PAUL SQUIRE PHOTO | Orient Fire District commissioner Scott Harris (left) sits next to former chairman Harold ‘Bud’ Griffith’s empty seat at Tuesday night’s board meeting. Mr. Griffith abruptly resigned from the board last month.

Less than a week after a newcomer was elected to its board of fire commissioners, the Orient Fire District has a new hole to fill.

The board’s chairman, Harold “Bud” Griffith, abruptly announced his resignation soon after the district’s regular meeting last month, during which he had disagreed with other members over the sale of a fire truck. The board voted to accept his resignation “with regret” at their December meeting Tuesday night.

Commissioner Scott Harris told the board he spoke with Mr. Griffith before the meeting and was told he still wished to resign.

Mr. Griffith submitted his letter of resignation a day before the petition deadline for candidates seeking to join the board.

“Simply put, I gave it as much time as I could,” Mr. Griffith said in a phone interview last week. He did not give a reason in his letter, district officials said.
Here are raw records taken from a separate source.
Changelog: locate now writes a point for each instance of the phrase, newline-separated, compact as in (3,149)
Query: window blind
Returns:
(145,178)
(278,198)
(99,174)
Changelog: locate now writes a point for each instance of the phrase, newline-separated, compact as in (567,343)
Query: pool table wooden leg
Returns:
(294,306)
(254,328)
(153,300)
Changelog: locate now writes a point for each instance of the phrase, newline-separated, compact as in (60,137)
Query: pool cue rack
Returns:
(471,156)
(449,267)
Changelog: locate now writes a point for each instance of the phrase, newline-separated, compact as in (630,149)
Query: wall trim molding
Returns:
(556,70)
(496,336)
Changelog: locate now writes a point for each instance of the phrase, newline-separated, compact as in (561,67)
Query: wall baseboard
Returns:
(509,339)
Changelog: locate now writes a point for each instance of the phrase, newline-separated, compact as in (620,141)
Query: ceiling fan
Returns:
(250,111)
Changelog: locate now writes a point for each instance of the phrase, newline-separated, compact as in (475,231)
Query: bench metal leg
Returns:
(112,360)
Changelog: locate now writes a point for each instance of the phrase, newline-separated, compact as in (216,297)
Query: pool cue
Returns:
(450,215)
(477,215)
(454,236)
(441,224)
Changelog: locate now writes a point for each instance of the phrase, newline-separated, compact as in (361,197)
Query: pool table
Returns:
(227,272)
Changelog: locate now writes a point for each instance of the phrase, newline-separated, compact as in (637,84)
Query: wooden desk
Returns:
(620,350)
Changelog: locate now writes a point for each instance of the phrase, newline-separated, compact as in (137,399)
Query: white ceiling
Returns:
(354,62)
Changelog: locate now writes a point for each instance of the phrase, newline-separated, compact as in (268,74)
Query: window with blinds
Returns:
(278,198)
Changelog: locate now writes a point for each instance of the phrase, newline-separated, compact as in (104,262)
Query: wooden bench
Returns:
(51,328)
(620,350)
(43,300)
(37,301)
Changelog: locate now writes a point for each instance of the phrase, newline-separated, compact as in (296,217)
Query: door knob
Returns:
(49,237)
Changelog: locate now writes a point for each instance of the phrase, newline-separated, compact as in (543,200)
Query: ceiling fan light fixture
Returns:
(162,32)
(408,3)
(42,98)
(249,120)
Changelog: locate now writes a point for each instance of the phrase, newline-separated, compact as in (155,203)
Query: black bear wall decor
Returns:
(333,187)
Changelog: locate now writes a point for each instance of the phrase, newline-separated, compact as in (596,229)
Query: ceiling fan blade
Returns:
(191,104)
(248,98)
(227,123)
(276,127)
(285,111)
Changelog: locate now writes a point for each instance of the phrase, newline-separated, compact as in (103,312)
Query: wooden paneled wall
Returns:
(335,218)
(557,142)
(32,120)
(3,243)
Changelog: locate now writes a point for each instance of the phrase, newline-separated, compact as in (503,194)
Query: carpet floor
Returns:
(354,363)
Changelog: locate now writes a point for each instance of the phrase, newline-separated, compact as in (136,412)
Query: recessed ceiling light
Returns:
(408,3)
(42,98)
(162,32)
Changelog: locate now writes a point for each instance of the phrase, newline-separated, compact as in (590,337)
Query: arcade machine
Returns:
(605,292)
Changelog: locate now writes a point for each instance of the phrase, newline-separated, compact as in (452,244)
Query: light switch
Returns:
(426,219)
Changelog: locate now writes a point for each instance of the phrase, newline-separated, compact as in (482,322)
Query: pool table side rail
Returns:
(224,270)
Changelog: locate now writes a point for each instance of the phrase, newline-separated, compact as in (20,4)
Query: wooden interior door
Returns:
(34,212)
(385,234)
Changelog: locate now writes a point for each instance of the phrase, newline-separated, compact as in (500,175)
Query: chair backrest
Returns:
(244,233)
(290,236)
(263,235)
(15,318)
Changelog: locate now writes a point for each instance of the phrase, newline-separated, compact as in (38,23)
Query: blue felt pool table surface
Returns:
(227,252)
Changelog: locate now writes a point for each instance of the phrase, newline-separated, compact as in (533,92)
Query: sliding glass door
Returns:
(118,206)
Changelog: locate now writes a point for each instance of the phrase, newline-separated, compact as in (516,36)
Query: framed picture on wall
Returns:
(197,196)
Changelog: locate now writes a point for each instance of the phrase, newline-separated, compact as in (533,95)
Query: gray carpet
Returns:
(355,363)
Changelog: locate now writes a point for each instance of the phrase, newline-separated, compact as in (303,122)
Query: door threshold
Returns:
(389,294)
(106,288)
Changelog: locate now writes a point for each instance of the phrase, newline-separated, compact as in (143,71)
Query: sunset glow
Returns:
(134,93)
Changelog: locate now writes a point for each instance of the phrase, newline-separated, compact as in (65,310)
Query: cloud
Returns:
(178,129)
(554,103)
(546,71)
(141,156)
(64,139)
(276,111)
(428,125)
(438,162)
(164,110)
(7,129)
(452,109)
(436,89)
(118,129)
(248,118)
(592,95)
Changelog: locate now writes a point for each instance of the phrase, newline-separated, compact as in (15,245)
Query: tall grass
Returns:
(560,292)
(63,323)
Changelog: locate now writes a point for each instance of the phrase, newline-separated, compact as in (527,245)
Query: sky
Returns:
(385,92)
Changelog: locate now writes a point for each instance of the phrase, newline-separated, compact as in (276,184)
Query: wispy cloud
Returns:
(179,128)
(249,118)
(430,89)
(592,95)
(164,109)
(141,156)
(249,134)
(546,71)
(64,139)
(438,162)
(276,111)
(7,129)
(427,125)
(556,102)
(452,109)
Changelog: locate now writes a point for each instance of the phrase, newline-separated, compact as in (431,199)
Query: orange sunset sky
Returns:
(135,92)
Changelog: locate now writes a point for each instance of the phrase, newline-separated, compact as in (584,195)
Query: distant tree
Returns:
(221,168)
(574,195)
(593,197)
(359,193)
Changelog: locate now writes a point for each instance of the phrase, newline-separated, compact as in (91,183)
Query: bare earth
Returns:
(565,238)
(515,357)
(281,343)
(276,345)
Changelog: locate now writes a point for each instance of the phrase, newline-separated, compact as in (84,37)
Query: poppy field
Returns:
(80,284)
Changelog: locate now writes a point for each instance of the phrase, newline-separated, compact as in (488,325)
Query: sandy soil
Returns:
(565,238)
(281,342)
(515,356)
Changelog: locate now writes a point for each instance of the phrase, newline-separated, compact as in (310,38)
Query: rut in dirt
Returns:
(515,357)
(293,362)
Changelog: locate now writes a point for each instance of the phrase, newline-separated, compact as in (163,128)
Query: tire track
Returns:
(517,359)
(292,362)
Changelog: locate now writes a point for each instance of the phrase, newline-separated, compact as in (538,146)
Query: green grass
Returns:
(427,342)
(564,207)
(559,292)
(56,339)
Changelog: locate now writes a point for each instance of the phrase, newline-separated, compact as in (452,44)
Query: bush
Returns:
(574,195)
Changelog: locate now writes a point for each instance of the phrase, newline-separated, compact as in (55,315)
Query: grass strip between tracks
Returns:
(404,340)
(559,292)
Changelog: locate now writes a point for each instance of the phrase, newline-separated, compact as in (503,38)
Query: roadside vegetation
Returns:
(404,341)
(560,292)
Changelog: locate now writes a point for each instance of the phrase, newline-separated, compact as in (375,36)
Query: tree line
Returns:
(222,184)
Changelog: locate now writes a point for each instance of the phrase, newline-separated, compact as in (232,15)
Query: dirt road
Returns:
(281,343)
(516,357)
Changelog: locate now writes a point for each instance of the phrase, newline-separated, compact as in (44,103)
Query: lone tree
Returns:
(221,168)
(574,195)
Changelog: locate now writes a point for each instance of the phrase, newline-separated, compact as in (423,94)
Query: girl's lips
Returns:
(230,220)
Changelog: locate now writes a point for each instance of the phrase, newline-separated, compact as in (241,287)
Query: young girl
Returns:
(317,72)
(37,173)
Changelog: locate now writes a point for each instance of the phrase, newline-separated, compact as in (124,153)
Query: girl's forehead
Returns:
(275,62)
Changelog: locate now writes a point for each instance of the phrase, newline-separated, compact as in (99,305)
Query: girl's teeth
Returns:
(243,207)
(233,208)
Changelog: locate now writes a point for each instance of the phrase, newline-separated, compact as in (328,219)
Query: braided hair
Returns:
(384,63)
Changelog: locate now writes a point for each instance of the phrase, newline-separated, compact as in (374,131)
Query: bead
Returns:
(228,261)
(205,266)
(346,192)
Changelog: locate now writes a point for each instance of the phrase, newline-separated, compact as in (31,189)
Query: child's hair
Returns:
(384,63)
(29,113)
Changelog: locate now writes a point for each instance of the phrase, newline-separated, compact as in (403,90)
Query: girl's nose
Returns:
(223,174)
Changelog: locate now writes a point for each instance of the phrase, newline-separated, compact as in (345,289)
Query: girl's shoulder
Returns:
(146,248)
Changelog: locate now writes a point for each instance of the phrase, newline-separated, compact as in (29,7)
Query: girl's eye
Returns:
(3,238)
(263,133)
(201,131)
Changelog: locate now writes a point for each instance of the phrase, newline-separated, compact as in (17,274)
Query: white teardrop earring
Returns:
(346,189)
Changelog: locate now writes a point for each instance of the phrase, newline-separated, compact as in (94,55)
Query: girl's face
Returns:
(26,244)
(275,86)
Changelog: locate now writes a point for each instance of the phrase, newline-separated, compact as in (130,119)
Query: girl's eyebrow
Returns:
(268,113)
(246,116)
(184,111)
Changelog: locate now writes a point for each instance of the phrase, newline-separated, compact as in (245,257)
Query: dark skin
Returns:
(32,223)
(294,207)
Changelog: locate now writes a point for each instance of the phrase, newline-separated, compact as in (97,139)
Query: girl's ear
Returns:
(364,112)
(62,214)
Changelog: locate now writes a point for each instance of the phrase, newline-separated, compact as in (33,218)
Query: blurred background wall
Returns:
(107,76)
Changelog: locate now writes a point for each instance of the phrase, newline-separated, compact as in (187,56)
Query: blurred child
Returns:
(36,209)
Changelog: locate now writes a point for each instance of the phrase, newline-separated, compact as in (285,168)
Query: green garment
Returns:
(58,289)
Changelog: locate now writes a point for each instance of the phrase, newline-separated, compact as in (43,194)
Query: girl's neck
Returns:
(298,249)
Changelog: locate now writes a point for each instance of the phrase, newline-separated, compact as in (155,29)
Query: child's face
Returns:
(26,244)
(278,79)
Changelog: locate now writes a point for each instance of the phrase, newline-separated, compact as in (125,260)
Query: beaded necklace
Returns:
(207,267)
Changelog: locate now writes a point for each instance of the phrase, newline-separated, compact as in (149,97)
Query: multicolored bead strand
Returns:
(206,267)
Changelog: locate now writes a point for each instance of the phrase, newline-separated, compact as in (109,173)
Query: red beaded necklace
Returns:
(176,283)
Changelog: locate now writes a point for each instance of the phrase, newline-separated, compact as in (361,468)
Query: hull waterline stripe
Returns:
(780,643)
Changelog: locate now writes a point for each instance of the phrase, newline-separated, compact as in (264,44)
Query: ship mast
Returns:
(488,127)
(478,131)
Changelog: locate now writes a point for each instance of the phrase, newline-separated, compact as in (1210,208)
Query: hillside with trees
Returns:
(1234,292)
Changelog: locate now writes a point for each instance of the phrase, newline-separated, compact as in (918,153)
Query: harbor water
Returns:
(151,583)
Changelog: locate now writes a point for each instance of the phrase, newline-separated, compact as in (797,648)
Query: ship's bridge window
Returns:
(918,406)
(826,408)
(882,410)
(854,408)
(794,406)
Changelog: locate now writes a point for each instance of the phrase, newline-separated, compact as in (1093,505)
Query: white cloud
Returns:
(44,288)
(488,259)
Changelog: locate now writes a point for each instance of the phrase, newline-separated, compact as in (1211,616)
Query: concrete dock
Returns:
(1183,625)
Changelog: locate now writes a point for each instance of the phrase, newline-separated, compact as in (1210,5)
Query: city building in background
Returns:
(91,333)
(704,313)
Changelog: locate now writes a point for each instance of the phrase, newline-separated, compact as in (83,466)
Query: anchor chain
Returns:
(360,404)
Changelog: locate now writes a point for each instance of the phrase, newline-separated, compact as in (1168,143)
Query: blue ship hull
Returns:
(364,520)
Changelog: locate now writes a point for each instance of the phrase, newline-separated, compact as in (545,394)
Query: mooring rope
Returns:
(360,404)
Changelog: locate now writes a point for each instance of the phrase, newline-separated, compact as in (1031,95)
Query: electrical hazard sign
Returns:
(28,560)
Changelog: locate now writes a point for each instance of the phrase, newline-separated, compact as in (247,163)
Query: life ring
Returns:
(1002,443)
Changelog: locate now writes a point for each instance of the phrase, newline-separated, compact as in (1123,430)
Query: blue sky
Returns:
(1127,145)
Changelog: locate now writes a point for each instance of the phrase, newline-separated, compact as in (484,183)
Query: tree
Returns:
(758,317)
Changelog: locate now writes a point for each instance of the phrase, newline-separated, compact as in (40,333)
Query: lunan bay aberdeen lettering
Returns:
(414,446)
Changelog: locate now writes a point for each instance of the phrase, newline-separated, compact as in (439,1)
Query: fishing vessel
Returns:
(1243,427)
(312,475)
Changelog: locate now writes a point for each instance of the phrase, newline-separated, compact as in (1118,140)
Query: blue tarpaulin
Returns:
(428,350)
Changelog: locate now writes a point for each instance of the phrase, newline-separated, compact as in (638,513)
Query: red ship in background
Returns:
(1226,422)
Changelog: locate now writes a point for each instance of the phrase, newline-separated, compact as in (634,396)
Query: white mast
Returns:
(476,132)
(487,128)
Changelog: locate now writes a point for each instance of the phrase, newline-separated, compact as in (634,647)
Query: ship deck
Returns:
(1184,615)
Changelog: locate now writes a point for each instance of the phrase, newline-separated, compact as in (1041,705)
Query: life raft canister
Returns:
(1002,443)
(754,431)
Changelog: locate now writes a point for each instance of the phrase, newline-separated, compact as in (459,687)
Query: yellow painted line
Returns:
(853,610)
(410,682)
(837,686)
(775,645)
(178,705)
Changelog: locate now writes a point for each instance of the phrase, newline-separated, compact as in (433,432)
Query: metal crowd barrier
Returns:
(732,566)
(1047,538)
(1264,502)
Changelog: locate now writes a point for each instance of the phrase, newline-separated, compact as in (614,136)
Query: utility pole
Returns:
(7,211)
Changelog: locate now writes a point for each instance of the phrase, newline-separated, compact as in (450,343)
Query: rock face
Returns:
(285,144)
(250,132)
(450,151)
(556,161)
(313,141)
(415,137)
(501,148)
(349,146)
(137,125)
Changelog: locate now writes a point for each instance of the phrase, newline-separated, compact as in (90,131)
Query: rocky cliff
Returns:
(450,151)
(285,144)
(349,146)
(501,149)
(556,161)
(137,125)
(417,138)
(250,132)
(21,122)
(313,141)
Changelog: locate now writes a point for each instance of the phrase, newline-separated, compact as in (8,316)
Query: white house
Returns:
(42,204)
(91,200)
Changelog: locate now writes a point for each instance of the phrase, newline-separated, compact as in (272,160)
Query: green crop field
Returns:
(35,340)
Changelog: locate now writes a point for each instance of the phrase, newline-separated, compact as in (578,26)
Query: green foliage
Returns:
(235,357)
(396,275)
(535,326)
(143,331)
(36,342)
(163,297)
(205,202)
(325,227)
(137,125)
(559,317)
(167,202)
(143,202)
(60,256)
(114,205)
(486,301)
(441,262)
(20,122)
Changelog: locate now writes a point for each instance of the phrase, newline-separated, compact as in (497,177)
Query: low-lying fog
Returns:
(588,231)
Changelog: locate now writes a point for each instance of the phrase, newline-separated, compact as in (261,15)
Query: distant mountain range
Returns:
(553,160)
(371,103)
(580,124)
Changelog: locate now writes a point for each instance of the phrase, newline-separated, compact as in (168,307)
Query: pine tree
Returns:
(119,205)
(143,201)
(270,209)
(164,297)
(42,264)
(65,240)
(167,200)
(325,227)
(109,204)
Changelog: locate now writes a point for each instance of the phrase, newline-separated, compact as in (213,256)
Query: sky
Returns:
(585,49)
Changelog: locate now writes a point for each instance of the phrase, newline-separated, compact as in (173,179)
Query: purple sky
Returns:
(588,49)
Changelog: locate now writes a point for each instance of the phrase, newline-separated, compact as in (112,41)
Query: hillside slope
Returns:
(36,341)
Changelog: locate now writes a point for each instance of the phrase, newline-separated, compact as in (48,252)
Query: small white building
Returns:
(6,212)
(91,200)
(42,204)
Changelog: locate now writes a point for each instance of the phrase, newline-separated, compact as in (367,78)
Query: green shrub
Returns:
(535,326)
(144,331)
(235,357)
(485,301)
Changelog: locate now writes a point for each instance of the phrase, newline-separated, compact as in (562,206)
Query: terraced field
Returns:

The board has not yet determined who will be appointed to fill Mr. Griffith’s seat and is now seeking résumés from Orient residents to find a replacement for next year. Board vice chairman Linton Duell, who chose not to seek re-election, will also depart in January.

While Mr. Griffith says he resigned due to a lack of time to devote to the board, other commissioners and observers noted that his resignation comes in the wake of a board vote to sell a district fire engine — a decision Mr. Griffith opposed.

The used 1991 Seagrave engine was purchased from the Riverhead Fire Department but wasn’t being used by district firefighters, Mr. Harris said. The board voted to surplus the truck to the highest bidder, seeking a price between $25,000 and $40,000, according to minutes from the November meeting.

Mr. Griffith cast the lone dissenting vote.

“It was just at the point where if you start losing sleep over it, it’s not worth it,” Mr. Griffith said. “We all have our disagreements. I just felt at this time in my life, [it was best] not to keep arguing.”

On Tuesday, commissioner Richard Milligan said the board was “in the final throes of consummating this deal for that truck.” Money earned from the sale of the engine would go into the district’s fund for purchasing new trucks, according to the resolution.